Vatican: Pope proclaims ten new saints

Pope Francis proclaimed ten figures of the Church “saints” on Sunday in front of nearly 50,000 faithful from all over the world gathered in St. Peter’s Square in Rome.

Among these ten “canonized” are the French monks Marie Rivier, César de Bus and Charles de Foucauld, who had made an exploratory trip to Morocco in 1883, as well as the Dutch priest and journalist Titus Brandsma.

Pope Francis presided over the ceremony alongside some fifty cardinals and some 300 priests and bishops, including the Archbishop of Rabat Cardinal Cristóbal Lopez Romero accompanied by the Apostolic Prefect of Laayoune and the Apostolic Administrator of the Diocese of Tangier , who led a delegation of about twenty people from Morocco.

“Unfortunately, in the world, distances are growing and tensions and wars are increasing,” the pope said, hoping that these new saints could “inspire solutions of unity, paths of dialogue, especially in the heart and the spirit of those who occupy positions of great responsibility and are called to be protagonists of peace and not of war”.

Early on Sunday, groups of pilgrims had begun to flock to the world’s largest basilica, where portraits of the new “saints” hung.
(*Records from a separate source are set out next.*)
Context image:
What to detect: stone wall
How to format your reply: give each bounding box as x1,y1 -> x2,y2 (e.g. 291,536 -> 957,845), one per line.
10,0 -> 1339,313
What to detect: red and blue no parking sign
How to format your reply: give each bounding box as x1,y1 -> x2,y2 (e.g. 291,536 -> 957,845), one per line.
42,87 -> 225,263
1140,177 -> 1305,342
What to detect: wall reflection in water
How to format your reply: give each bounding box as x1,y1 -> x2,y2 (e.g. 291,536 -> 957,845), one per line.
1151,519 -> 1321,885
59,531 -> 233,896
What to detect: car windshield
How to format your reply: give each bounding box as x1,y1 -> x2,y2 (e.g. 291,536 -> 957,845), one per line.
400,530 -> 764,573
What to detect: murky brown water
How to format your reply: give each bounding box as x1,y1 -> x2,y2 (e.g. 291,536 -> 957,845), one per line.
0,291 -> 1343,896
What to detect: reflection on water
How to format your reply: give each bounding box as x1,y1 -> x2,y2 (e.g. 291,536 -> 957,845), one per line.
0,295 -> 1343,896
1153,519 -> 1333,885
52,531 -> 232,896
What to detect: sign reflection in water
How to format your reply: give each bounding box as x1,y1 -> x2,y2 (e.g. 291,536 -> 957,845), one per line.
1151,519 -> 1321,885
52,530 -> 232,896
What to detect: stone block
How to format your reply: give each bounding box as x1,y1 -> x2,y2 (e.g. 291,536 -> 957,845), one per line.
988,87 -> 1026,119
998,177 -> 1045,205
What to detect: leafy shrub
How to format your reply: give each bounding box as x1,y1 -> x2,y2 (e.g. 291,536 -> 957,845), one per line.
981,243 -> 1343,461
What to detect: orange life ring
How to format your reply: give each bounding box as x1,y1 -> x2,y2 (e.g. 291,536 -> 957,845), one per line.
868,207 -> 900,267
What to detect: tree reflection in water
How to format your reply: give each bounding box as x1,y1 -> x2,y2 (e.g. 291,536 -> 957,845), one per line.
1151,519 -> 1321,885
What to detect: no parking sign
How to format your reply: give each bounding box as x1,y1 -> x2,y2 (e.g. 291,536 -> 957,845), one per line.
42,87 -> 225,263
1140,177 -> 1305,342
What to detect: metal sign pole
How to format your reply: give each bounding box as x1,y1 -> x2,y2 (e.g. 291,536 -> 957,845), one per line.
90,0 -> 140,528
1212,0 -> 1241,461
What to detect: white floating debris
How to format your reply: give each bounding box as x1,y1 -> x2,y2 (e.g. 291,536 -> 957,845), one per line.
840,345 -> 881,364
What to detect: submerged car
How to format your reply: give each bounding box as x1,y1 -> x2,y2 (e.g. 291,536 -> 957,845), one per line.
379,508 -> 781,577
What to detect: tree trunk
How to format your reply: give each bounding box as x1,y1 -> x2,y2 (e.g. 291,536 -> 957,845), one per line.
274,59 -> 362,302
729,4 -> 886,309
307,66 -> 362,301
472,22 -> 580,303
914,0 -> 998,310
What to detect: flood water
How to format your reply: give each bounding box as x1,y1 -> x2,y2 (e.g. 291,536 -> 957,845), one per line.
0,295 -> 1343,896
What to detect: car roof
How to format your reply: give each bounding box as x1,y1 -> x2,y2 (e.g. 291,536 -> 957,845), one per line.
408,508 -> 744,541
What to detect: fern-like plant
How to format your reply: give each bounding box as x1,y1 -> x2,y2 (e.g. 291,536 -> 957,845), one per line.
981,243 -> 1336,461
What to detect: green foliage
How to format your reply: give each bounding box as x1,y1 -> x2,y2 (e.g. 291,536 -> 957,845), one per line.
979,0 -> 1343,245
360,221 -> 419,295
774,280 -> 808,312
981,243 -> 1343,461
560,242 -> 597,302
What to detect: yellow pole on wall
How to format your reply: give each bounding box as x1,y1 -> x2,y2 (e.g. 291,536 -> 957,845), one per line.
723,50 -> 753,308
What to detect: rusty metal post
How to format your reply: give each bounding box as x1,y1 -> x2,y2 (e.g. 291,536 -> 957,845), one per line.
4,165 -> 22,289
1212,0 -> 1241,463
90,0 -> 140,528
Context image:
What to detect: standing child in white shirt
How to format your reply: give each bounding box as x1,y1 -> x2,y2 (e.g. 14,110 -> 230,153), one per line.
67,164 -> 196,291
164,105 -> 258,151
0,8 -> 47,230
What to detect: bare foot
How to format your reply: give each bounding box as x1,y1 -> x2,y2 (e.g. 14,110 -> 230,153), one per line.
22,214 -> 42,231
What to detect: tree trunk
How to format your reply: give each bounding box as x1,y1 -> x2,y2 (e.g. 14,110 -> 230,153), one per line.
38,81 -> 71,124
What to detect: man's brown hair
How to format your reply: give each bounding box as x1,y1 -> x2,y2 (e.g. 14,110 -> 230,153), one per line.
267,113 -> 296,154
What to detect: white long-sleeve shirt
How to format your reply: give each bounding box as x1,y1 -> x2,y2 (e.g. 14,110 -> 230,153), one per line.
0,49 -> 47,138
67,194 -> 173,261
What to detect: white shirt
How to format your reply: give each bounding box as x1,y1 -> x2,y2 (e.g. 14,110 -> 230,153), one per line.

The last canonization mass was celebrated in October 2019, a few months before the covid-19 pandemic.

The cathedrals of Tangier and Rabat will organize, respectively on May 22 and 29, ceremonies in tribute to Charles de Foucauld.

The beatification process for Charles de Foucauld, who was assassinated in 1916 in Tamanrasset, in southern Algeria, began in the 1930s. He was declared “blessed” in 2005 by Pope Benedict XVI.